Selling overseas through distributor channels is the most popular way for small businesses to trade internationally. You normally sell to the distributor at a discount and he adds a mark-up for the end user price.
Some years ago in a company supplying bespoke equipment to a niche sector of the chemical industry, we were seeking a distributor in northern India. Along with one German and one French competitor we were regarded as European leaders in what we did.
Not long after we started our search we were approached independently by an Indian distributor interested in being our partner. He called us from London, introduced himself and his son who was also in the business, and asked if he could visit.
The agreed day went exceptionally well and he seemed to offer everything we needed – product and industry knowledge, a database of current industry contacts, a sales network in northern India and beyond, and a commitment to get quick orders at acceptable prices.
He was eager to get moving and asked if he could sign an exclusive distributor agreement before leaving “to demonstrate commitment from both parties“. Having a signed distribution agreement is important for the long term in most cases.
You can either sign one when you’re starting out with your new distributor partner, provided you have a two-way get-out clause included in case it doesn’t work out early on. Or you can agree by exchange of letters for example, to sign one after a specified trial period – often when the orders begin to roll in.
Not accustomed to rushing into key decisions like this in a day, I opted to delay an agreement to enable a business relationship to build up. After all, we hadn’t even sorted out payment terms to our satisfaction.

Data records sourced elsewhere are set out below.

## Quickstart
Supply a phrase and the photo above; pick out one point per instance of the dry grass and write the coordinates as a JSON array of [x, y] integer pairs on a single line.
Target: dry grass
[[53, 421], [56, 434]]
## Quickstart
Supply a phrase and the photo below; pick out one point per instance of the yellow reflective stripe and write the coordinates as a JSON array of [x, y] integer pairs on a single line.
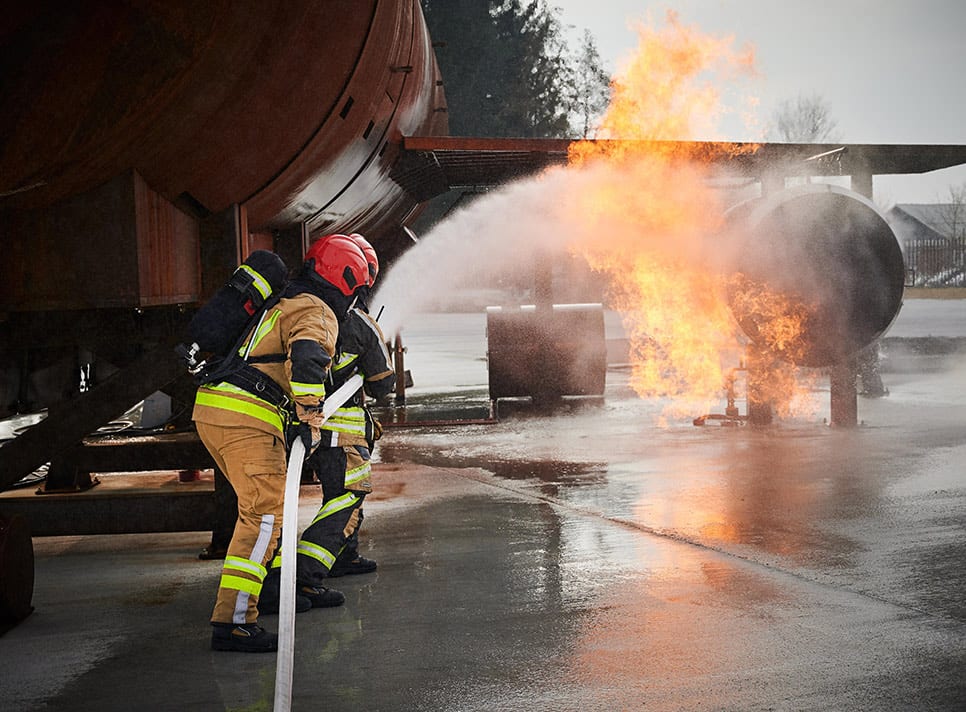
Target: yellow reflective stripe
[[317, 552], [356, 474], [308, 389], [239, 584], [266, 413], [263, 287], [351, 421], [344, 361], [264, 327], [336, 505], [237, 563]]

Over the next several weeks, we didn’t hear much about sales development from the Indian contact although we had been prepared to go out and support him. Something wasn’t quite right!
Two months later I got into general conversation with our French competitor at a Paris trade fair. The chat got around to India and how they’d appointed a new partner a few months ago.

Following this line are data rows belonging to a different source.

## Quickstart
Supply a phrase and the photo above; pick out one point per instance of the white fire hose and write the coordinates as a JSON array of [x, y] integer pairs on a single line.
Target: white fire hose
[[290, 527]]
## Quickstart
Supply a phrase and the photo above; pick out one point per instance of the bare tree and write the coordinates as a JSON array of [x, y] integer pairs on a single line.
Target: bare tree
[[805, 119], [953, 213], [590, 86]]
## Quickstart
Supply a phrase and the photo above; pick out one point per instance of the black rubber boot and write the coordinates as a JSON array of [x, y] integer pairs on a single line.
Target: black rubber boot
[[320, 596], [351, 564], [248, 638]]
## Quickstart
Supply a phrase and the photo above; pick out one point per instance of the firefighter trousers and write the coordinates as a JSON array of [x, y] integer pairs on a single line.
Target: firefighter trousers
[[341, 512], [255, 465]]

You guessed right – it was the same distributor who came to visit us!
The competitor gave the impression he was as surprised as I was – he might well have been! The Indian had used his own initiative to try and meet us and acted like he wanted to partner us. What could he achieve by doing this?
He’d heard from his local market community that we were looking for a distributor partner. He saw it as an opportunity to delay our selling activities by stringing us along for as long as possible. He achieved about two months delay – not significant in the grand scheme of things but annoying, all the same.

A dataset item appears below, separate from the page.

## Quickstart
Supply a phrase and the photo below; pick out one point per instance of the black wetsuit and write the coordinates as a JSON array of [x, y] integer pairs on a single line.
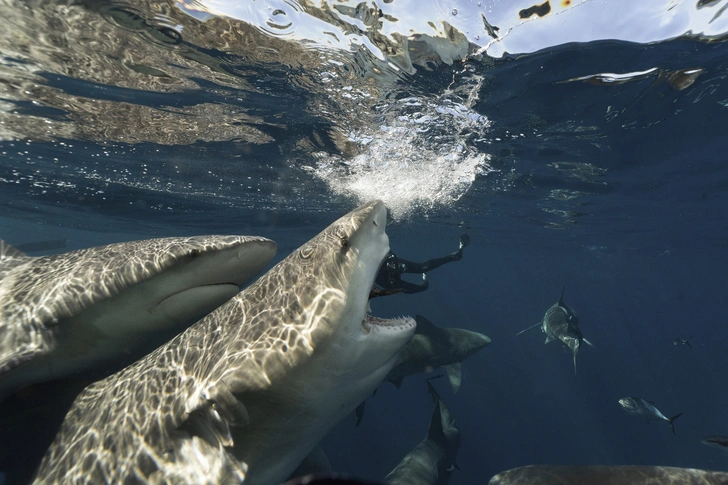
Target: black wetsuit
[[393, 267]]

While he didn’t get our actual end-user prices, he got a ball park idea. He also learned a bit about our products and our overall strategy.
Was it disastrous for us in India before even starting out?
No – we ultimately did ok, but it could have been more difficult if we’d stuck with him for longer before catching on to his ruse.
Was it ethical of him?
To be frank, I didn’t really care and neither should have anyone else at the time. We’re all grown-ups and these things happen in some parts of the world more than others.
While we might describe the action as unethical, he was just trying to gain business advantage. The key is to have a healthy suspicion of the less-than-usual and keep on guard for situations akin to this, especially in overseas markets.
Could the same thing happen now? It’s less likely – but not impossible. This event happened about the time that the internet was getting established so the mass of information available today wasn’t immediately available to research then.
Could we have performed better?
For sure. We could have virtually given no information away on the day and done a check on the distributor through available channels at the time. It would have taken about a week compared to a few hours or so today and still might not have told us what we needed to know. We just saw an opportunity too good to miss on the day.
The important outcome was that it was one of those lesson learned, never to be forgotten.